La habitación del hotel huele a caucho quemado, suciedad atrasada y al perfume dulzón de las buganvillas. El aire pegajoso y caliente es removido con insistencia por un ventilador anclado al techo. Nairobi y sus miserias se filtran por entre las cortinas azules de la terraza.
Desde allí no pueden ver Kibera, pero el aire recalentado evoca el hedor de la fritanga, la grasa, la mierda derritiéndose al sol en las cunetas. Los críos sucios y chillando, el petardeo insoportable de las motocicletas, las uralitas de las chabolas desplomándose, los viejos contra las maderas sucias de las casas, mascando janga con sus sonrisas escorbúticas y precarias.
Él tampoco quiere ir. Pero ésto no es un viaje de placer. No es un posado en Maldivas o en los resorts para blancos de Zanzíbar. Ésto es publicidad, desgravación al fisco, portada de revistas serias. Ésto es el precio de la fama. Ésto es ayuda humanitaria y tres minutos en todos los noticiarios de prime time del mundo. Y mañana será un contrato para una superproducción o una serie de Netflix con un presupuesto estratosférico. A su edad ya solo le ofrecen papeles de madre o abuela, trabajos de mierda que nadie recuerda. Y su nombre casi al final de los títulos de crédito, por detrás de niñatas bipolares y sin talento, que saben amortizar sus problemas emocionales o la elevación gravitacional de sus culos y sus tetas.
Él también está cansado.
De ella y sus neurosis. De la obligación agotadora de ser su mánager,su dealer, su mejor amigo, su psicoanalista, su confesor y su padre.

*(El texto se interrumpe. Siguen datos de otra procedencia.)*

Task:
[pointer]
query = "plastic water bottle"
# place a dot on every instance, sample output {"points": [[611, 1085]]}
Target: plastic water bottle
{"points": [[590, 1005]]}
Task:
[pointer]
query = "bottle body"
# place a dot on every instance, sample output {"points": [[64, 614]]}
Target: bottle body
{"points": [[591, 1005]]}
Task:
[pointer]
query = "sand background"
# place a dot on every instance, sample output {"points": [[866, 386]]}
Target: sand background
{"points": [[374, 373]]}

Antes, cuando era una estrella, el dinero lo compensaba. Pero en la decadencia de los últimos años, el hartazgo consumía a la paciencia. Y crear aquella fundación con su nombre en Kibera, era la manera en que el destino venía a recompensar sus desvelos. El centro que iban a inaugurar hoy incluía dormitorios, duchas, equipos informáticos, atención social y médica para todos los habitantes del suburbio más grande del mundo. Una ciudad surgida como un hongo a la sombra de la capital de Kenia, pero que ya era más grande y populosa que la ciudad a la que se adhería y de cuyos despojos se alimentaba. Sin luz, agua corriente, saneamientos, futuro ni esperanza, Kibera era el pozo sin fondo de todas las agencias humanitarias del mundo. El agujero negro de las desviaciones de fondos y la corrupción más desalmada. Nada cambiaría en Kibera. Pero él, vería sus cuentas en las islas Caimán engordar y subir como la espuma.

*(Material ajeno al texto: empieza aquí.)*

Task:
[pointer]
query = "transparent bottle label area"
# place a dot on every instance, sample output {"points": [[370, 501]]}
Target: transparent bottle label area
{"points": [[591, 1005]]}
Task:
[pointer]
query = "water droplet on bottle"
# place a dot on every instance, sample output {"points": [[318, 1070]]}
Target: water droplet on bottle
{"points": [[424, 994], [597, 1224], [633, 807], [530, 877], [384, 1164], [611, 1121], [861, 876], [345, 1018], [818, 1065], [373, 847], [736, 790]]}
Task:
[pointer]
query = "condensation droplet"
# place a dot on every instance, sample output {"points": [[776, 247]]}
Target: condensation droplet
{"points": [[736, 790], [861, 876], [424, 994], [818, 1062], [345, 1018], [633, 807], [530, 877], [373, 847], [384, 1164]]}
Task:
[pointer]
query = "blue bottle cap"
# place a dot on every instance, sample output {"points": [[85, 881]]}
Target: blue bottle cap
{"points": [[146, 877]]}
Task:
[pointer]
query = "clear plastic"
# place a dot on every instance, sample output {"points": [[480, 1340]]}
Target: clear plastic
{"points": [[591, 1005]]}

La mira ronronear como un gatito o una niña enfurruñada. Ni siquiera sabe dónde está, se dice. Le sirve una copa de champán, le pone en la palma de la mano dos pastillas, la besa con paternal afecto en la frente y dice:
-Vistete. Salimos en media hora.
Bastará con unas gafas de sol y un poco de Vicks Vaporub bajo las fosas nasales para neutralizar el hedor. La llevará del brazo todo el tiempo, recordándole al oído sonreír. La prensa estará allí. Los niños enloquecerán con los flashes, los globos, el confeti y el tumulto. Repartirán golosinas y monedas relucientes. Alguien ha contratado a una banda local. Una asociación de mujeres africanas, por un ridículo precio, cantará canciones de gospel.

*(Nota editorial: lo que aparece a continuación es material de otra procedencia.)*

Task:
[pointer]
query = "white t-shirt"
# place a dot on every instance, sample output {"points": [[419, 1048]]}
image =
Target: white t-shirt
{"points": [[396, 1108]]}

«La famosa actriz de Hollywood inaugura un centro comunitario gratuito en Kibera».
Él se asegura de guardar en el bolsillo las pastillas y una petaca con vodka. La contempla cuando sale del dormitorio de la suite, vestida de blanco como si fuera a rodar La Reina de África. Tiene la piel algo amarillenta y no parece capaz de fijar la mirada.
La muy hija de puta, piensa. Cómo se ponga a vomitar ante la prensa, me jode el puto espectáculo.
En su cabeza, ya imagina el desagravio ante los medios, por si ella la cagara:
«Abrumada por la maravillosa gente de Kibera, y desolada por la increíble fortaleza que muestran ante la adversidad de sus circunstancias, la famosa actriz de Hollywood sufrió un ataque de ansiedad que le provocó una severa indisposición en la inauguración del centro social que de manera totalmente altruista, acaba de regalar a los habitantes de Kibera».
********
El centro existe.
La actriz existe.
La fundación existe.
Pero ni un sólo habitante de Kibera ha puesto jamás un pie en sus instalaciones.
Se cerró al día siguiente de inaugurarlo.
He escrito ésto basándome en un documental rodado por un periodista de Radio Kibera.
Muy duro el documental.
Muy lúcido el periodista.
África vista por un africano te cambia, y mucho, la perspectiva.

GUILLERMO ARQUILLOS

DESPEDIR A MARÍA

—No te quejes, payo —me dijo el gitano—. Maldita la gracia que nos hace que tú estés aquí ahora mismo. Pero la mama quiso que te buscáramos cuando ya estuviera muerta, que vinieras a despedirte con ella en el arca.
—Pero…
—Ni peros, ni hostias. Si la mama dijo que vinieras, tú aquí que estás… callaico y , pero aquí. A lo mejor quieres rezar un poco por ella. Mi papa nos dijo que la mama había llegado entera a la noche de bodas, así que se ve que, p’á ser un payo, tienes que ser un tío cabal.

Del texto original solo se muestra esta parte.